It would seem that I did it an injustice when I said in a previous post that:
"...it seems that it's quite happy with 320x240 video files, as they get bigger it tends to stutter, stumbling badly over full-size ones, so conversion will still be needed before you can play a DVD-type video... only to be expected though..." This is definitely not the case, it plays 640x480 video quite happily and, moreover, with perfect lip-sync! The reason that I at first thought otherwise was because the larger definition files that I tried it with were recorded off-air, using an Archos and had ADPCM audio... Which it definitely does
not like!

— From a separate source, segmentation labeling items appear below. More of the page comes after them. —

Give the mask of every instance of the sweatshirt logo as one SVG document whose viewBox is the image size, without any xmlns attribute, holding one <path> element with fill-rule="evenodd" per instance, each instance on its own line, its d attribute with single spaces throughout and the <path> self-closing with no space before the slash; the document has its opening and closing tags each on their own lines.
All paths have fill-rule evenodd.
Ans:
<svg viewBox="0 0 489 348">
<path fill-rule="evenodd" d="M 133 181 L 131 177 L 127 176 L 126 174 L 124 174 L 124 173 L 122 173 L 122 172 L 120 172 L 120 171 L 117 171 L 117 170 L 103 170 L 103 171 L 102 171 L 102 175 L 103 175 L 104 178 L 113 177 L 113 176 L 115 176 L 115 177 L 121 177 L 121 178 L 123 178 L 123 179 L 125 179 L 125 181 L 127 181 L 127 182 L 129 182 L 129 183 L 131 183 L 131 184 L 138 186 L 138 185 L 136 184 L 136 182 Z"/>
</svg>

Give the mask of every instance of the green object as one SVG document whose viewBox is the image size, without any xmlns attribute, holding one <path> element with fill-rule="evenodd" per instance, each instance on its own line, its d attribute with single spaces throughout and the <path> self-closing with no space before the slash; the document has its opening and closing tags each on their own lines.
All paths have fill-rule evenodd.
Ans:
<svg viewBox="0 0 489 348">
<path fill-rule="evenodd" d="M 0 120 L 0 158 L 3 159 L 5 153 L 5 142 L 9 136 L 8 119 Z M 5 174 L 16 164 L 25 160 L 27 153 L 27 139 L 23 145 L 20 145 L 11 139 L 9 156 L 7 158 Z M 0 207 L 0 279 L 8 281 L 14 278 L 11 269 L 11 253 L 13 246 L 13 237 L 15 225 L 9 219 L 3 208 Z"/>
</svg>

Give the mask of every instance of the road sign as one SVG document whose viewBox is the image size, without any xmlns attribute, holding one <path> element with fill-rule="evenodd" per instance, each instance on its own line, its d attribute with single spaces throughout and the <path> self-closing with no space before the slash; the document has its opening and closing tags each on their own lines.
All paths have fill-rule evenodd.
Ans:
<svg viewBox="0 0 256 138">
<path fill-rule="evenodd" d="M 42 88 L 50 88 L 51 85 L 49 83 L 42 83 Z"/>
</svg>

Once I stream-converted the audio track to MP3, there was no problem.
As yet, it won't handle WMV I'm afraid, although a more efficient WMV codec is a proposed future addition I believe.
It's early days yet in its development and currently its missing some features that hopefully will be added before too long... So far I've only tried it with MPEG-4, AVI and WMV files and as I say, it's played the first two of those types without complaint.
Among the features missing that I'd expected (hoped) to find are:
No bookmarking, either automatic (returns to point it left-off when playing a file), or selective (ability to mark point(s) in a file).
Edit: Select 'Keep Playlist' and it WILL remember the point it left off playing at... I live and learn!
No option to overlay either track-progress or time-remaining when playing full-screen.
No 'Delete File' option within the program... This is important to me as most of the audio-recordings that I listen to are radio programs and having heard the recording, I want to erase it to free-up space, without exiting the player.
When playing audio-only, I find the utilisation of the screen area poor, no indication of the volume-setting, for instance, although I assume that the majority of the blank space is reserved for display of embedded album-covers etc... Which I've never bothered with.
One last rather irritating factor is lack of acceleration when fast scanning an audio file, without this it takes quite a while to scan through and find your place in a 1-hour recording!
Edit: By increasing the fast fwd & rew steps from a 10 second interval to 1 minute, scanning speed is greatly increased...
I've other niggles but I look forward to updates and corrections to at least some of these omissions in the near future. Meanwhile it does what it's written to do very well... It plays video and audio across a wide variety of formats. The 'bells & whistles' will no doubt come later...
Is it worth the money? To me, yes... And if you need a one-size-fits-all media-player, maybe to you also.
Is it the ultimate media-player? No, not yet... far from it, but it has the potential to be!